Das Internationale Filmfestival Kairo hat am Mittwochabend begonnen. Während neun Tagen wird es eine Rekordzahl an Filmen zeigen.

Es ist weit mehr als nur eine Selbstbehauptung: Das diesjährige internationale Filmfestival in Kairo (CIFF) verspricht das grösste und beste seiner 41-jährigen Geschichte zu werden. Quantitativ und qualitativ. 153 Filme aus 63 Ländern werden noch bis 29. November in acht Kinosälen gezeigt, darunter 35 Premieren. 15 Filme konkurrieren um den Hauptpreis, die goldene Pyramide. Hinzu kommen zahlreiche Diskussionspodien, Workshops und Seminare. Letztere finden vor allem im Rahmen der sogenannten Industry Days statt, während derer sich die Branche im Hotel Semiramis präsentiert und trifft. 

Eröffnung des Internationalen Filmfestivals in Kairo im Opernhaus © Susanna Petrin

Die Industry Days gehören zu den Erfindungen des neuen Direktors Mohamed Hefzy. Seit der Regisseur und Produzent vor einem Jahr das Festival übernommen hat, sei es viel professioneller geworden, sagen viele Filmschaffende: Es sei besser organisiert, die Filmauswahl stärker und nicht zuletzt gebe es viel mehr Möglichkeiten für Austausch und Promotion. Das Festival steht unter der Schirmherrschaft des Kulturministeriums, also des Staates. Doch Hefzy konnte zusätzliche private Sponsoren gewinnen, die nun 50 Prozent der Gesamtkosten tragen.

In einem Land, in dem es so gut wie keine direkten staatlichen Subventionen gibt, ist dieses Festival der wichtigste Anlass für die Filmindustrie. Diese darbt. 2019 gilt gar als so ziemlich das schwächste Jahr der 125-jährigen Filmgeschichte Ägyptens. Erst 21 inländische Filme sind heuer herausgekommen. Dabei gehörte Ägypten noch Mitte des 20. Jahrhunderts zu den grössten Filmnationen der Welt. Die zahlreichen Preise und Fördermittel, die nun am Festival ausgeschüttet werden, gehören mittlerweile zu den wenigen Chancen auf Geld und Ansehen in einem zunehmend schwierigen Klima für den Film. 

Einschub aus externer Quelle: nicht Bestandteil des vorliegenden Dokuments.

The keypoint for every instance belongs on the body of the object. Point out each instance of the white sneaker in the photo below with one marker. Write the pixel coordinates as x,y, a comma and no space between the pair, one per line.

Zum Vergleich: Mexiko hat 2017 so viele Filme produziert wie Ägypten ungefähr die letzten sieben Jahre zusammen: 176 Stück, wie der in Kairo ansässige Botschafter Jose Octavio Tripp auf der Medienkonferenz des Filmfestivals sagte. Vielleicht hat das Festival auch deshalb Mexiko dieses Jahr zu Gast; in einer eigenen Sektion werden erfolgreiche mexikanische Filme zu sehen sein. Mexikos Filmindustrie kannte auch harte Zeiten, wie Tripp sagt, hat sich aber wieder aufgerappelt. Vielleicht kann Ägypten sich von seinem Gast ein wenig abschauen, wie man das angehen könnte.

Der Neuheiten gibt es viele. Etwa einen Fokus auf Virtual Reality. Mit Filmen, einer Ausstellung auf dem Operngelände und vor allem: mit einer Geo-Mapping App. Damit sollen Filmnostalgiker durch das Stadtzentrum laufen können und erfahren, wo welche ihrer liebsten Szenen aus alten Filmen gedreht worden sind. 

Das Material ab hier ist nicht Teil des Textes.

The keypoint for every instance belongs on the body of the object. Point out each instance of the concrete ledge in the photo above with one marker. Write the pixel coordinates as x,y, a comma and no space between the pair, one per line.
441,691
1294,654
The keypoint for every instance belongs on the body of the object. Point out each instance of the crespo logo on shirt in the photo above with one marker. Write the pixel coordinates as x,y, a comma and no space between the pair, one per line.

Besonders erfreulich ist, dass künftig 50 Prozent aller am Festival gezeigten Filme von Frauen sein sollen. Das Festival hat eine entsprechende Vereinbarung unterzeichnet, die in Cannes entworfen worden ist. Das sei nicht nur geduldiges Papier, sondern ein wichtiges Zeichen für Frauen in der Filmindustrie, sagt eine Redaktorin des ägyptischen Magazins „What women want“. 

Stars und Sternchen auf dem roten Teppich © Susanna Petrin.

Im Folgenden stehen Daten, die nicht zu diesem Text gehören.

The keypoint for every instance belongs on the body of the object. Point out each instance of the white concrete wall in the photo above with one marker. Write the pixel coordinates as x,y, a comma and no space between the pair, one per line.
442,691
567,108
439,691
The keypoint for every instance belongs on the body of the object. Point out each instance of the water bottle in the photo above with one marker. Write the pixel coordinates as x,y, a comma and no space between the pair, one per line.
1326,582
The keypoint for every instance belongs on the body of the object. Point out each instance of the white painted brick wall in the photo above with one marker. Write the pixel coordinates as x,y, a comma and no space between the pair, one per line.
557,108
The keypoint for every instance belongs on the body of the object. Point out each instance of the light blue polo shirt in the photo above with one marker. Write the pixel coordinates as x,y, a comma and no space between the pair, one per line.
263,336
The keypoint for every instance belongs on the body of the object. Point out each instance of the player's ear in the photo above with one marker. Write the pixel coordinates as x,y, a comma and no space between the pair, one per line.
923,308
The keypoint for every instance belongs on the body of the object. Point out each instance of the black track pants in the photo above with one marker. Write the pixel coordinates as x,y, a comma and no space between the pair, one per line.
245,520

Am Mittwochabend, 20. November, hat das Festival mit der üblichen Starparade auf dem Roten Teppich vor dem Opernhaus begonnen. Stargast war Terry Gilliam, der einen Preis für sein Lebenswerk bekommen hat. Der Eröffnungsfilm war Martin Scorseses „The Irishman“. Doch der erste Film interessiert am ersten Galaabend traditionellerweise kaum jemanden. Man kommt, um etwas Glitzerglimmer abzukommen. Und ist man nicht bekannt genug, um von der Fotografenhorde abgelichtet zu werden, so besorgt man sich die fünfzehn Sekunden Ruhm eben selber, Selfiestyle. 

Aufs Gesehen werden folgt nun das Sehen. Wer sich im Dickicht des Angebots zurechtfinden will, der lade am besten die Festival-App herunter. Yalla beena!